The Cork South Central TD said there has been “no indication” from Fine Gael that it intends to change its approach on foot of overspending on the national children’s hospital and the €3 billion cost to the State of the National Broadband Plan.
Mr McGrath’s call is likely to unsettle some within Fine Gael who acknowledge the party’s reputation for financial management has taken a hit and may cause alarm that Fianna Fáil is positioning itself as the more responsible party.
Labour leader Brendan Howlin also accused Fine Gael of "failing to safeguard the public's money", adding it is in danger of "repeating all of the mistakes of Fianna Fáil in government".
Summer economic statement
In response, a spokeswoman for Minister for Finance Paschal Donohoe said he would publish the summer economic statement in the coming weeks.
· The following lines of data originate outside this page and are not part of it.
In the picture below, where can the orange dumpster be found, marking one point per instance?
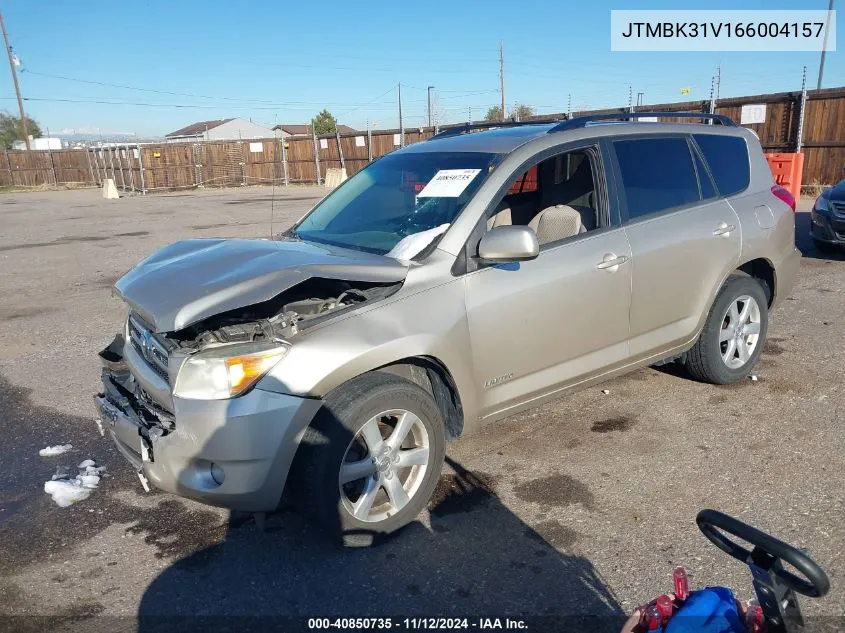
(787, 170)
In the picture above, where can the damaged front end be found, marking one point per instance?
(173, 402)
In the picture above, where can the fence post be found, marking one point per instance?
(340, 150)
(141, 170)
(316, 153)
(131, 168)
(120, 167)
(52, 166)
(111, 163)
(90, 168)
(802, 106)
(197, 168)
(243, 165)
(11, 176)
(284, 160)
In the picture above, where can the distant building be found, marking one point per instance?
(302, 129)
(39, 143)
(220, 130)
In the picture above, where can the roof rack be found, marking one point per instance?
(469, 127)
(583, 121)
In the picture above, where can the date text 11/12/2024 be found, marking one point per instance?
(416, 624)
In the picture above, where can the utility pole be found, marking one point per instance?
(799, 144)
(712, 96)
(718, 80)
(824, 44)
(15, 79)
(401, 125)
(502, 75)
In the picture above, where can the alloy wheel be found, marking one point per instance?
(384, 465)
(740, 333)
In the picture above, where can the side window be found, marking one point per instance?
(727, 157)
(556, 197)
(657, 174)
(527, 183)
(707, 189)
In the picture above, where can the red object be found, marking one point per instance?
(679, 575)
(783, 194)
(788, 170)
(755, 620)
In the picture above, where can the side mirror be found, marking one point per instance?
(505, 244)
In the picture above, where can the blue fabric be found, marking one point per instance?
(711, 610)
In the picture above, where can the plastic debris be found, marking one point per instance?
(51, 451)
(66, 490)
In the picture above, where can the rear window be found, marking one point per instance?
(727, 157)
(657, 174)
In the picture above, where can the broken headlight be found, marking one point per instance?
(226, 371)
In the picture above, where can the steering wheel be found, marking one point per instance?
(712, 523)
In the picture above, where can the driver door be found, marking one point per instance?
(539, 326)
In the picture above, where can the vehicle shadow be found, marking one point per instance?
(477, 559)
(805, 243)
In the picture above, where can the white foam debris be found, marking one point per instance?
(67, 491)
(52, 451)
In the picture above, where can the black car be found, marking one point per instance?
(827, 226)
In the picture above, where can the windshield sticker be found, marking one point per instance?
(448, 183)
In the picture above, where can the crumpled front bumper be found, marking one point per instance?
(234, 453)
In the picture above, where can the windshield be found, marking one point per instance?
(400, 195)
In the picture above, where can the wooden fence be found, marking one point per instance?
(171, 166)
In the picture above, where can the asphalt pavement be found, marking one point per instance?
(581, 507)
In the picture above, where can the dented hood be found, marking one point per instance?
(192, 280)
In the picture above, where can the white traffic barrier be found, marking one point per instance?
(334, 177)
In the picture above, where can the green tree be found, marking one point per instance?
(10, 129)
(494, 113)
(324, 123)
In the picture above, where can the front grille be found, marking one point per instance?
(148, 346)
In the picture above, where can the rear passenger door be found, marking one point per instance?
(684, 238)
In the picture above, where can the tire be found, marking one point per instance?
(706, 361)
(337, 436)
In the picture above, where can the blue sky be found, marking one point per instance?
(283, 62)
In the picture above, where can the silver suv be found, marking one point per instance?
(447, 284)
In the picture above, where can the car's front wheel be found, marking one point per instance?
(371, 458)
(733, 335)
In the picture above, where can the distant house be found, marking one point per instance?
(303, 129)
(220, 130)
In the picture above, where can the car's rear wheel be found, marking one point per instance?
(370, 459)
(733, 335)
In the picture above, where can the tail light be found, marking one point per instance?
(783, 194)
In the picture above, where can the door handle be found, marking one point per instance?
(724, 229)
(611, 262)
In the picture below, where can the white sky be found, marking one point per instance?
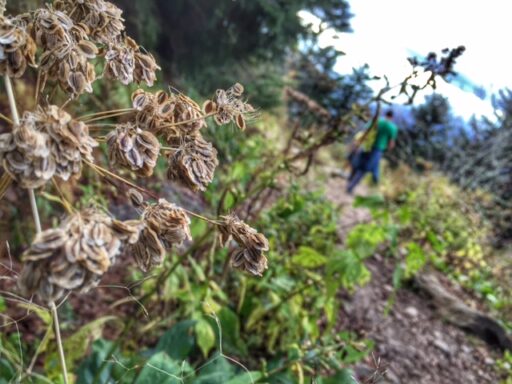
(386, 31)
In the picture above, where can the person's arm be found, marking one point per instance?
(392, 139)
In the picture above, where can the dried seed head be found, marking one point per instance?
(174, 116)
(249, 257)
(75, 255)
(47, 143)
(103, 18)
(66, 51)
(126, 63)
(133, 148)
(51, 29)
(229, 106)
(17, 48)
(166, 225)
(194, 163)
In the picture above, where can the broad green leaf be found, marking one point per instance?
(7, 372)
(205, 336)
(89, 370)
(231, 339)
(160, 369)
(178, 342)
(308, 257)
(76, 345)
(216, 371)
(370, 202)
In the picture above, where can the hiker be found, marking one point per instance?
(368, 160)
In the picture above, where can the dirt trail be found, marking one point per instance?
(411, 341)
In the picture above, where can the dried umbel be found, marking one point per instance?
(173, 116)
(103, 18)
(249, 256)
(127, 63)
(17, 48)
(133, 148)
(52, 29)
(166, 225)
(66, 51)
(69, 65)
(46, 143)
(228, 106)
(194, 163)
(75, 255)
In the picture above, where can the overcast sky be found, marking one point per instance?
(385, 32)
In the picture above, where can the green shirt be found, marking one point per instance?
(386, 131)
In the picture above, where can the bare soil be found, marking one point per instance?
(412, 343)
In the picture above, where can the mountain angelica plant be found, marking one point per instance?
(66, 43)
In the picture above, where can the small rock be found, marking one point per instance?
(489, 361)
(443, 346)
(411, 312)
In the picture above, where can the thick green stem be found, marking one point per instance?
(37, 222)
(16, 120)
(59, 342)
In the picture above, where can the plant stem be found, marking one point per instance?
(59, 341)
(16, 120)
(37, 222)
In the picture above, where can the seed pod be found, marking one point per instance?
(249, 256)
(75, 255)
(46, 143)
(230, 107)
(136, 198)
(166, 225)
(133, 148)
(17, 48)
(103, 19)
(194, 163)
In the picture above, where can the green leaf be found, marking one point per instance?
(217, 371)
(160, 369)
(178, 342)
(90, 367)
(41, 312)
(245, 378)
(76, 345)
(308, 258)
(345, 376)
(205, 336)
(415, 259)
(7, 371)
(370, 202)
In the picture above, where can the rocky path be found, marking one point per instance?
(414, 345)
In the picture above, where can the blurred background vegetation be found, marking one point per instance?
(445, 205)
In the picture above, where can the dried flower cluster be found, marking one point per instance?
(66, 41)
(173, 116)
(46, 143)
(103, 18)
(75, 255)
(69, 34)
(166, 225)
(249, 256)
(193, 163)
(17, 48)
(133, 148)
(125, 62)
(228, 106)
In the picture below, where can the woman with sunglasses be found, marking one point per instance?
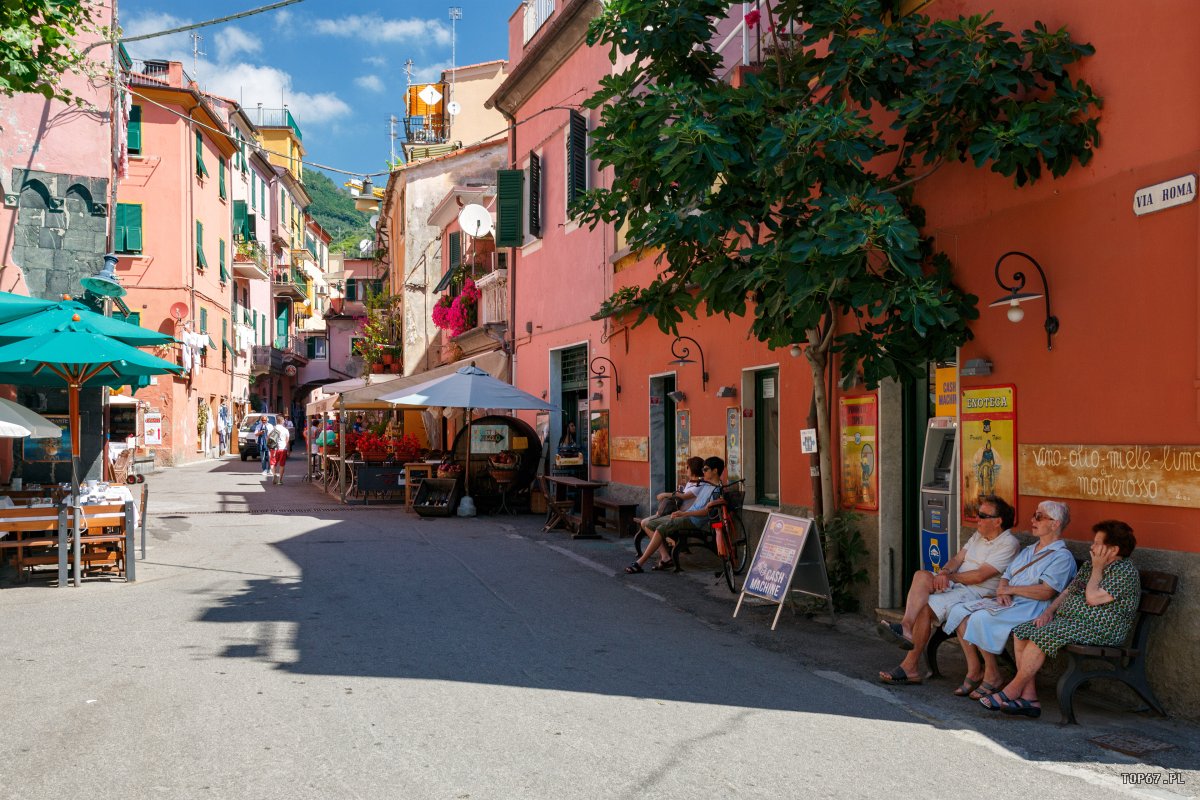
(1097, 608)
(1035, 577)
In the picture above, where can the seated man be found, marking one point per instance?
(942, 597)
(693, 517)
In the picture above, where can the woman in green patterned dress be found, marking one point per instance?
(1097, 608)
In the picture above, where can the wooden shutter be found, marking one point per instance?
(510, 190)
(534, 196)
(133, 131)
(576, 157)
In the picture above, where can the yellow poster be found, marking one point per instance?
(859, 465)
(989, 446)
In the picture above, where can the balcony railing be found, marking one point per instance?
(535, 16)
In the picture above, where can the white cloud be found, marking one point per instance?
(373, 28)
(232, 41)
(371, 83)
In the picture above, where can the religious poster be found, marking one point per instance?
(732, 443)
(683, 445)
(598, 438)
(859, 416)
(989, 445)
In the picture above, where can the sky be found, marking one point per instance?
(337, 64)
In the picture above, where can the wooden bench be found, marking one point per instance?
(613, 513)
(1125, 663)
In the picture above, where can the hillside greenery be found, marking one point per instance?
(333, 208)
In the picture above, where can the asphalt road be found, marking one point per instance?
(279, 647)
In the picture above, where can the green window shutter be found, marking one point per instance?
(133, 131)
(201, 262)
(576, 157)
(239, 220)
(201, 169)
(534, 196)
(510, 190)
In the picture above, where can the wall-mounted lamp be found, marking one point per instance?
(1015, 296)
(601, 372)
(681, 353)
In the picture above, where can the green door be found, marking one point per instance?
(766, 429)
This would outline the "overall economic and budgetary strategy" and establish "the fiscal parameters for the upcoming budget".
"The aim of this will be to continue to provide for our people's needs and ensure that the economy grows sustainably while positioning Ireland so that we remain resilient and well equipped to avail of the challenges and opportunities that lie ahead in the coming years," the spokeswoman said.
Fine Gael TD Noel Rock accused Fianna Fáil of having a "neck that has proven to be far more resilient than the state of our nation's finances under their governments".
Campaigning for the local and European elections is entering its final period ahead of polling day on Friday.
A number of polls have shown an increase in support for the Green Party, and party leader Eamon Ryan said the findings are "consistent with what we are sensing".
“Green issues are centre stage in the public mind at the moment, rightly, but also we have a really big campaign going,” said Mr Ryan. “We have to turn that into number one votes next Friday. But if we can do that, we have a chance to send a really clear message that Ireland wants to go green.”